Subproject C1: Mechanical characterisation of textile-reinforced composites under thermomechanical short and long-time loads
Supervision
Prof. Dr.-Ing. habil. Maik Gude
TU Dresden
Institute of Lightweight Engineering and Polymer Technology
01062 Dresden
Germany
Phone: +49 351 463-38153
Fax: +49 351 463-38143
Abstract
Multi-axial textile reinforced composites with thermoplastic matrix offer huge application potentials for a rapid manufacture of components close to the final contours with a load-adapted property profile. The development of corresponding material models as well as an extensive experimental material characterisation forms the foundation for the design of such complex lightweight structures.
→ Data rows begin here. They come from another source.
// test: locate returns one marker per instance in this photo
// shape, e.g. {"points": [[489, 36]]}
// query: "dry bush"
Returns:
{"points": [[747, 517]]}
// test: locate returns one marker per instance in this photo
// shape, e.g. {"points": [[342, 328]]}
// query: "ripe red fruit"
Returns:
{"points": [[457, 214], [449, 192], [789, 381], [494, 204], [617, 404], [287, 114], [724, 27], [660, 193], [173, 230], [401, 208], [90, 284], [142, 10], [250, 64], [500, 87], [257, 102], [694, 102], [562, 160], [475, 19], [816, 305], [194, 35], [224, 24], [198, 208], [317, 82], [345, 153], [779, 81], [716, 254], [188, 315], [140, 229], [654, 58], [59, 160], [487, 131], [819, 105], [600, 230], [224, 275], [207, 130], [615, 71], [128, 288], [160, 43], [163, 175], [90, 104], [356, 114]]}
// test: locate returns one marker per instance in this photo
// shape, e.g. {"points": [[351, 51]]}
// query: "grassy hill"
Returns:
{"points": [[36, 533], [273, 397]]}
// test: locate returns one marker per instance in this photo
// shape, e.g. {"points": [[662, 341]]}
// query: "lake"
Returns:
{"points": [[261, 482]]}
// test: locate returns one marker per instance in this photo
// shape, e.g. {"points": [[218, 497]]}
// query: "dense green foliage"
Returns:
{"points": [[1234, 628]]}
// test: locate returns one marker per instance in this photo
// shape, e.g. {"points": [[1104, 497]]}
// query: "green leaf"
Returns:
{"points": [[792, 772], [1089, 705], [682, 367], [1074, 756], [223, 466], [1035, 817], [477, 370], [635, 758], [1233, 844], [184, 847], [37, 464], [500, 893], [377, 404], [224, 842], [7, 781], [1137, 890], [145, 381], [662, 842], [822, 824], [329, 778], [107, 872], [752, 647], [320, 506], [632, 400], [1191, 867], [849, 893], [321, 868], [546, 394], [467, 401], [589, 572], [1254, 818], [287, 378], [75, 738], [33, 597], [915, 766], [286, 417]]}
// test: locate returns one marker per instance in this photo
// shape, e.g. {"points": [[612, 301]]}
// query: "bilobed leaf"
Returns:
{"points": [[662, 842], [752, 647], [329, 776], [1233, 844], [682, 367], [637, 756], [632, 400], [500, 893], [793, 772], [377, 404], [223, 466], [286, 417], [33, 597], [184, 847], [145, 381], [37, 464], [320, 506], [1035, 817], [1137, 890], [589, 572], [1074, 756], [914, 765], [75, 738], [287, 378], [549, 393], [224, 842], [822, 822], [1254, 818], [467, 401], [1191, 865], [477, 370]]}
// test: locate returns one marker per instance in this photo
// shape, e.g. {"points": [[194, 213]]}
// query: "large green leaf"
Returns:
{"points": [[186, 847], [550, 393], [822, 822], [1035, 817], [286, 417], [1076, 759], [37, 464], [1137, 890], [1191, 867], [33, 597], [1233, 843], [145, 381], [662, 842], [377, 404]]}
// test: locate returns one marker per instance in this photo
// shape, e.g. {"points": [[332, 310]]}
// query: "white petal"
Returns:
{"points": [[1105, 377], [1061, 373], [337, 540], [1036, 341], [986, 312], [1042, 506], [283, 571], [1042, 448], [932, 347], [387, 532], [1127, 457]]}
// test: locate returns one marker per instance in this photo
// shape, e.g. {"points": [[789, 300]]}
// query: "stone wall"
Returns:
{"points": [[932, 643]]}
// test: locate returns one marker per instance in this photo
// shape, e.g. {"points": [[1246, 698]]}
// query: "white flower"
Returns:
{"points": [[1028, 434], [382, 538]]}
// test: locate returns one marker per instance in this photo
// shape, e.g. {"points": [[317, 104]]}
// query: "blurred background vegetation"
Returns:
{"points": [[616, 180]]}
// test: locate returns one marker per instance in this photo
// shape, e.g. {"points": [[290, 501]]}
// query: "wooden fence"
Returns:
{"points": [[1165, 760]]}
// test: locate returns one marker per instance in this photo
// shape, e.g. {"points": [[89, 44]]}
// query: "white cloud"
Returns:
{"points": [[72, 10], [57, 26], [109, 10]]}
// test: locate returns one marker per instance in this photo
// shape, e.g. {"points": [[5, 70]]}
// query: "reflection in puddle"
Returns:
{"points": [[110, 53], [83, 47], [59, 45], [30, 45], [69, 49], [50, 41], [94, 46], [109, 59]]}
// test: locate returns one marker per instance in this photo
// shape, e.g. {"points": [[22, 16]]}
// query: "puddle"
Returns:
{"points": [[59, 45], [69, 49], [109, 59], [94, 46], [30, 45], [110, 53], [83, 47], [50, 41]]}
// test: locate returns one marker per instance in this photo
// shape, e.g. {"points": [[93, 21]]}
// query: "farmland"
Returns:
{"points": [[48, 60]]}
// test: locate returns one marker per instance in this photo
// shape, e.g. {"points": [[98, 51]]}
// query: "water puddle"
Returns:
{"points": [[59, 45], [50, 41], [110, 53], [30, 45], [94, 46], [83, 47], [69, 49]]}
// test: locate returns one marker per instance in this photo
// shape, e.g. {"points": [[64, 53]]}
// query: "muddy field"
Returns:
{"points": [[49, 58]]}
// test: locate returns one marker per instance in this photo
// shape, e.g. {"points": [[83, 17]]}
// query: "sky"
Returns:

The application of these new textile reinforced materials in lightweight structures requires not only the knowledge of the quasi-static material behaviour but also a material characterisation under complex operating loads and environmental effects. Especially, these technically relevant operational conditions include cyclic loads and thermally induced stresses. For these load cases, there is a lack of the essential experimental investigations which consider the distinct anisotropy as well as the corresponding material models. The developed mesomechanical material models for quasi-static loading conditions and the characteristic material functions provided in the SFB material-database during the basic phase form the origin for the extension to complex loads.
The determination of the essential directional material properties, property functions and arbitrary parameters for composites made from woven and weft-knitted hybrid-yarn textiles under quasi-static loads already took place in the "basis phase". In the "interconnection phase", this fundamental material characterisation will be extended with adequately modified textile composites in order to develop gradually improved textile composites in collaboration with project-area A and subproject D4. For the improvement of the developed material degradation models, the influence of process-related parameters from the textile processing and the composite manufacture needs to be identified. In the mechanical framework, these effects need to be considered by means of suitable probabilistic approaches.
Additionally, the influence of superimposed thermal loadings on the material behaviour will be investigated experimentally. Associated functional dependencies will be identified in the "interconnection phase". In order to determine temperature-related degradation parameters, extensive uni-axial and multi-axial tests with superimposed temperature influence will be carried out using flat specimen and tube specimen. Beyond these tests, experimental and theoretical investigations regarding the fracture-mode-related fatigue behaviour under tension/compression-torsion loads are planned for the novel textile composites.